A 13-Bit 260MS/s Power-Efficient Pipeline ADC Using a Current-Reuse Technique and Interstage Gain and Nonlinearity Errors Calibration

A pipeline analog-to-digital converter (ADC) with high power efficiency is implemented in this paper. The ADC architecture consists of 3.5b, 3.5b, 3.5b, and 4b sub-ADCs. For the first three stages, a current-reuse technique is employed in the current mode multiplying digital-to-analog converters (MDACs). An operational transconductance amplifier (OTA) converts an input voltage into current; A current-steering DAC reuses the OTA bias current. The OTA and the DAC generate the sub-ADC residue in a current domain. As a result, both power consumption and thermal noise for the MDAC are reduced.
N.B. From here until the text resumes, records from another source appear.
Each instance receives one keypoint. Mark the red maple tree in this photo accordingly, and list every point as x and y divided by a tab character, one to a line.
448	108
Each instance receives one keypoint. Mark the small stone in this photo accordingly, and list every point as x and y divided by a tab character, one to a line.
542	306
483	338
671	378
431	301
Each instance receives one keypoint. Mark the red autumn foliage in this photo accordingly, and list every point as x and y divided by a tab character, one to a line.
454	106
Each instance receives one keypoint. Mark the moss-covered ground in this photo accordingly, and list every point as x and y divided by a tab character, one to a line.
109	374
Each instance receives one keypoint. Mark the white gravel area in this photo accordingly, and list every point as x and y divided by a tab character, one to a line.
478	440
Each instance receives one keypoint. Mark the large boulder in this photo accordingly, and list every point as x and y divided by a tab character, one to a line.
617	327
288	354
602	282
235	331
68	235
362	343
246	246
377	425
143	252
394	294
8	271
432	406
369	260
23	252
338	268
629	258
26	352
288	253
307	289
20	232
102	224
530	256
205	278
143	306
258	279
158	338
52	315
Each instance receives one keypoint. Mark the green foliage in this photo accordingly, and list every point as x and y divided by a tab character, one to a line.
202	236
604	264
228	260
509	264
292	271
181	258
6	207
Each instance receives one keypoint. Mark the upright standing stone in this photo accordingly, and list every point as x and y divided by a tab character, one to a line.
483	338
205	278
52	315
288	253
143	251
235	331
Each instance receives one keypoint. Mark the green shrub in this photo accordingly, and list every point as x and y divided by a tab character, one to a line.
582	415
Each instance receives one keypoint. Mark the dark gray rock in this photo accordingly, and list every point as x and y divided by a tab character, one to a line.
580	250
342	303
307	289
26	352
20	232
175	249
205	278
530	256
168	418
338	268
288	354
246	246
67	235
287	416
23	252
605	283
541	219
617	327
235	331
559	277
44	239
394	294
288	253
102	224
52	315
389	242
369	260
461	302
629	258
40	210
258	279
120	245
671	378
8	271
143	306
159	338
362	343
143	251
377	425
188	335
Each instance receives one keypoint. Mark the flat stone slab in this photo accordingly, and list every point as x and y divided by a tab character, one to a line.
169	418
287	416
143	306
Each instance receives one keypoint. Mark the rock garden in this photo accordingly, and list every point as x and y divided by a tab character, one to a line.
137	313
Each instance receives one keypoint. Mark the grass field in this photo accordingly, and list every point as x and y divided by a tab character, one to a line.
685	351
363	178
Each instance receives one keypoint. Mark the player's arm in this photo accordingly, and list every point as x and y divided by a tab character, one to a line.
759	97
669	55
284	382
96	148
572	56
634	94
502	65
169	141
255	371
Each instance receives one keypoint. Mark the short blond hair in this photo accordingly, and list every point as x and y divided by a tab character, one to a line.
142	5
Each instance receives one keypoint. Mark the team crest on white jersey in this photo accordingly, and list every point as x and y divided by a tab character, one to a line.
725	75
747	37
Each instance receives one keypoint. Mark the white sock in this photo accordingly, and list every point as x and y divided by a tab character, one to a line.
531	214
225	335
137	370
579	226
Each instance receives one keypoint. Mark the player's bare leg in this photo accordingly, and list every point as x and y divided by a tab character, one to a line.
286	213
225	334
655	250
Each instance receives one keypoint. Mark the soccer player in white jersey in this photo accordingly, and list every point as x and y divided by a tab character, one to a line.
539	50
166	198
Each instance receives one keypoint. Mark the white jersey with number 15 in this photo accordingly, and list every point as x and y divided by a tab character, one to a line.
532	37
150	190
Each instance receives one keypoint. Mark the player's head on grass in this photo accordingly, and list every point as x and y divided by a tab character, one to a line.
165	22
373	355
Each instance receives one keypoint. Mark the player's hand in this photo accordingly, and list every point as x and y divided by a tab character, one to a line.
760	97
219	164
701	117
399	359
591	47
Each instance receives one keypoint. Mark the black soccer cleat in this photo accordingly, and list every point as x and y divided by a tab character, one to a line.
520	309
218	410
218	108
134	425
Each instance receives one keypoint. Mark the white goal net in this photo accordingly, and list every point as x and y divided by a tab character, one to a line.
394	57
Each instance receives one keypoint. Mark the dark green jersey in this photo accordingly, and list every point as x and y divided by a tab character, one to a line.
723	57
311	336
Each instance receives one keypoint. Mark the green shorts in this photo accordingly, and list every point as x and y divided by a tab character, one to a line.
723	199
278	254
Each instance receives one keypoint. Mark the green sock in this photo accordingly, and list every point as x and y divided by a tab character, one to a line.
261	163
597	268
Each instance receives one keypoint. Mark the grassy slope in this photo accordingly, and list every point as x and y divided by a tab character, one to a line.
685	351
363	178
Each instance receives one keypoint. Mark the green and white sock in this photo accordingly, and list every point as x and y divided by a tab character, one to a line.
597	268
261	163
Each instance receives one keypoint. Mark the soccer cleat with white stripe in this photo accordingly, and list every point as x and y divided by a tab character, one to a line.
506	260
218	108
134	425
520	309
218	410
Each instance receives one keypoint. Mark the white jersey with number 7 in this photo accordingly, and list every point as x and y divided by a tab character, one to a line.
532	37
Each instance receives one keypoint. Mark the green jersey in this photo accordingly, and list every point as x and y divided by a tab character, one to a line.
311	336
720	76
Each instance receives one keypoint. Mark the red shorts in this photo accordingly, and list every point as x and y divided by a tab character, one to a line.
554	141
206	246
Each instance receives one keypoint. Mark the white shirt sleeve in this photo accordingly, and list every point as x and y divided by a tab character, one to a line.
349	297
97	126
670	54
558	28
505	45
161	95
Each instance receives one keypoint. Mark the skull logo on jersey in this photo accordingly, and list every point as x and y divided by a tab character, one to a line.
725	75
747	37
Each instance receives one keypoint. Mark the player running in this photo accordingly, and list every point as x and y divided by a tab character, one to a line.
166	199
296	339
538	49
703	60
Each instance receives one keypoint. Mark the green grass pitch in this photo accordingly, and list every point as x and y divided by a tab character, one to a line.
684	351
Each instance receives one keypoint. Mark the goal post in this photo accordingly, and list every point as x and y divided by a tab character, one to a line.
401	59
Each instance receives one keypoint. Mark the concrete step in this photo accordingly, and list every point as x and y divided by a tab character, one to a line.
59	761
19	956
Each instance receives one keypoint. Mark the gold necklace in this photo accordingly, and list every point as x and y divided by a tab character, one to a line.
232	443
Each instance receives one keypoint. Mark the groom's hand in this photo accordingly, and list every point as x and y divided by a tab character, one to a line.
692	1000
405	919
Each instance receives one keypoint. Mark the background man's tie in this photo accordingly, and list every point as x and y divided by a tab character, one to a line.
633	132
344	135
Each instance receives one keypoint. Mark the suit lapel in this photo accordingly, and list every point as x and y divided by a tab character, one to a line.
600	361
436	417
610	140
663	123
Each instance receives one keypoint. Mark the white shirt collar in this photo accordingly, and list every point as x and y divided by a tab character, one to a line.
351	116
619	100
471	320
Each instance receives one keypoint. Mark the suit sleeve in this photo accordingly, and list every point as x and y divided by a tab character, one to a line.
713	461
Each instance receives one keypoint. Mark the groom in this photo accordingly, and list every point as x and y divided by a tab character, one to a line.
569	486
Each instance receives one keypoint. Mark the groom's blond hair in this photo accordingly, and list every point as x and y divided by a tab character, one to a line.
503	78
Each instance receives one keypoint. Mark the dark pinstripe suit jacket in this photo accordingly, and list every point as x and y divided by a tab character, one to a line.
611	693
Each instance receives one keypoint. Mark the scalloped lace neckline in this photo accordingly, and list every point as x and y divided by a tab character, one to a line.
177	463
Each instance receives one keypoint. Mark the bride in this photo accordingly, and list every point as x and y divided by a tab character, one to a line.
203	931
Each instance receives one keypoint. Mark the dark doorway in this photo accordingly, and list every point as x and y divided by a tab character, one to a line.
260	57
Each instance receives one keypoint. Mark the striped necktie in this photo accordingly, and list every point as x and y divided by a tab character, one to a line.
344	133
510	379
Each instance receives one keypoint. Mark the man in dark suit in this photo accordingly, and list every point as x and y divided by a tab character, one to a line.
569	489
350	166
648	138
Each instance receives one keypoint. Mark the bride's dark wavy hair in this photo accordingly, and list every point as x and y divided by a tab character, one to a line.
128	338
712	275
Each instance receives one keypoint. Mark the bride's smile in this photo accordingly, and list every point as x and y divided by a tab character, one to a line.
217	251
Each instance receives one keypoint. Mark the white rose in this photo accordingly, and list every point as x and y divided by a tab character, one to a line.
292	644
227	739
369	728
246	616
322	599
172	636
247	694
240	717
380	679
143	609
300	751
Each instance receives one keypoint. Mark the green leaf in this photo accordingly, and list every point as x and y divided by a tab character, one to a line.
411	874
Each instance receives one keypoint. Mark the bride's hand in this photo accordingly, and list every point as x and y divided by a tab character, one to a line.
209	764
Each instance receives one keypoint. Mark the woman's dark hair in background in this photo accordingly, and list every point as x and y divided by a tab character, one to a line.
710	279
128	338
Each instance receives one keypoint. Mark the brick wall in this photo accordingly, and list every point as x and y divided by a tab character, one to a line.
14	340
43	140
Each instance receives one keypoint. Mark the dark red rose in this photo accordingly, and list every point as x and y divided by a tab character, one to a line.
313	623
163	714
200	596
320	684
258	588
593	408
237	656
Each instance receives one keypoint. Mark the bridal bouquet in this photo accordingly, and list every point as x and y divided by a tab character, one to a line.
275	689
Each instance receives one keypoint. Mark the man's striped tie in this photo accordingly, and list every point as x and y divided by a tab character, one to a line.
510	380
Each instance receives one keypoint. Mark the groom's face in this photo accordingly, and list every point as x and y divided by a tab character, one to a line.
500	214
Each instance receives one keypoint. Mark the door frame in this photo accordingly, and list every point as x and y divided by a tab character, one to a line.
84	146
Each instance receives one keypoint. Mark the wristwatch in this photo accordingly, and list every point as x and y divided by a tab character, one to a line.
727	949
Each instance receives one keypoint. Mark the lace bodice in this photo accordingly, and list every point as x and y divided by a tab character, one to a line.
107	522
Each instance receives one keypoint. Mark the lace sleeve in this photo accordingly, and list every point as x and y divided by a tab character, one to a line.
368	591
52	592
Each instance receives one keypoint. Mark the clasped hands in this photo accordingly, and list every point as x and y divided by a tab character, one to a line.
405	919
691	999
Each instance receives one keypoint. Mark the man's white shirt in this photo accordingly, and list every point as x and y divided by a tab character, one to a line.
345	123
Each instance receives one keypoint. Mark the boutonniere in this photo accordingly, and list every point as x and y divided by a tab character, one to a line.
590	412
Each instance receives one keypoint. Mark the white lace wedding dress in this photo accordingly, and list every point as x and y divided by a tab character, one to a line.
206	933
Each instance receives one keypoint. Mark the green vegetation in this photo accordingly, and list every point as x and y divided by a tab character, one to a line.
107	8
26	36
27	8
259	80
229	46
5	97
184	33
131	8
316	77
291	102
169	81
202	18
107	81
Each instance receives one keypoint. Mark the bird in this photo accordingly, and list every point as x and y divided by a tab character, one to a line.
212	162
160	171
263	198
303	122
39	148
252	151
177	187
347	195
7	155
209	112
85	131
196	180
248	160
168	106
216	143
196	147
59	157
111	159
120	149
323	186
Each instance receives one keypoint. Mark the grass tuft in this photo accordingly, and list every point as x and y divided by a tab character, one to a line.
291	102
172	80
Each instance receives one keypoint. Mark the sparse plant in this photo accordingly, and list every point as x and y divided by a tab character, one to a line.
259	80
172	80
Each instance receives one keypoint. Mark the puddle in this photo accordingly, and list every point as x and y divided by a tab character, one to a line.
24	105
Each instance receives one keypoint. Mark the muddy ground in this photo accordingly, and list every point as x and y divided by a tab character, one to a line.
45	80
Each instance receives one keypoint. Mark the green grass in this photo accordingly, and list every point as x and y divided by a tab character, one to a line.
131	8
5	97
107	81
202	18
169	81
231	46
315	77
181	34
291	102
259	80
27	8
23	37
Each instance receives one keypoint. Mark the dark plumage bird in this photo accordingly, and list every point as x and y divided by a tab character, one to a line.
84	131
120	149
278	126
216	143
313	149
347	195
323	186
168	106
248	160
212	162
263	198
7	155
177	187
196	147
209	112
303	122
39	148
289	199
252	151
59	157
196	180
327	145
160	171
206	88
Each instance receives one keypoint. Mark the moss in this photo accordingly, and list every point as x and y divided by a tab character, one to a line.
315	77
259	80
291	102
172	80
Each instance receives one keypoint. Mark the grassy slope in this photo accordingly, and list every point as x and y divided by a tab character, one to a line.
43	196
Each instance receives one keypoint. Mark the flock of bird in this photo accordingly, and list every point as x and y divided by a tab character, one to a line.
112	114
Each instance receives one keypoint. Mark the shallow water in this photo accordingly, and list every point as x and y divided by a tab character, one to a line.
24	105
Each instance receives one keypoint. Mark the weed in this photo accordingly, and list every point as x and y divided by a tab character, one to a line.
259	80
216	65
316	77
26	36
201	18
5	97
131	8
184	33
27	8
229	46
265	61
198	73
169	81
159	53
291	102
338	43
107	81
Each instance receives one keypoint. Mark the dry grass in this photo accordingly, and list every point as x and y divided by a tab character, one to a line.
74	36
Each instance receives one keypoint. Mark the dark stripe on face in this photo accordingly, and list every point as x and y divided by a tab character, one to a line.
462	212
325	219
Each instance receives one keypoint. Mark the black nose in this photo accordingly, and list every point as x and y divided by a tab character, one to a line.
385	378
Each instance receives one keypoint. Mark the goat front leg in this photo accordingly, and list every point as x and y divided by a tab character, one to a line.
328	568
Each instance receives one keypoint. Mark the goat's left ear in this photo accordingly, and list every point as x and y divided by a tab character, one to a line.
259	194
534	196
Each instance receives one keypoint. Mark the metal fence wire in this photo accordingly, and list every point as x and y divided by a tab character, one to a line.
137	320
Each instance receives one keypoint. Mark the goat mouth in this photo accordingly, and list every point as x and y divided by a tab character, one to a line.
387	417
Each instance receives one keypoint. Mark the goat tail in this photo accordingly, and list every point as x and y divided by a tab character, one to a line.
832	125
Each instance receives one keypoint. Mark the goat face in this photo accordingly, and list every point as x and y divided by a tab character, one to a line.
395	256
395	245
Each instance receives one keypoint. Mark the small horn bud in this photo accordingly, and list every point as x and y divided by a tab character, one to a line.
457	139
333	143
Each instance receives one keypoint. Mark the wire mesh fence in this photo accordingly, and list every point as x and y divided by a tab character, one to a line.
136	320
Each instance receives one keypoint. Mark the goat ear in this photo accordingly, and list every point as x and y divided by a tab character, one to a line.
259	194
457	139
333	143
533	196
A transimpedance amplifier (TIA) with a feedback resistor is utilized to convert the current signal to a voltage residue signal for the next stage. An off-chip calibration scheme is used to correct interstage gain and nonlinearity errors. The fabricated ADC achieves 68.1 dB signal-to-noise-and-distortion ratio (SNDR) and 82.3 dB spurious free dynamic range (SFDR) for a sinusoidal input at 4.17 MHz. The ADC operates at a maximum sampling frequency of 260 MHz. With an input signal at 123.129 MHz, the measured SNDR/SFDR are 66.3/78.22 dB, respectively. The total power consumption for the ADC running at maximum speed is 15.38 mW. Thus, the pipeline ADC achieves a 167.4 dB figure-of-merit (FoM). The chip was manufactured in a TSMC 40-nm CMOS process.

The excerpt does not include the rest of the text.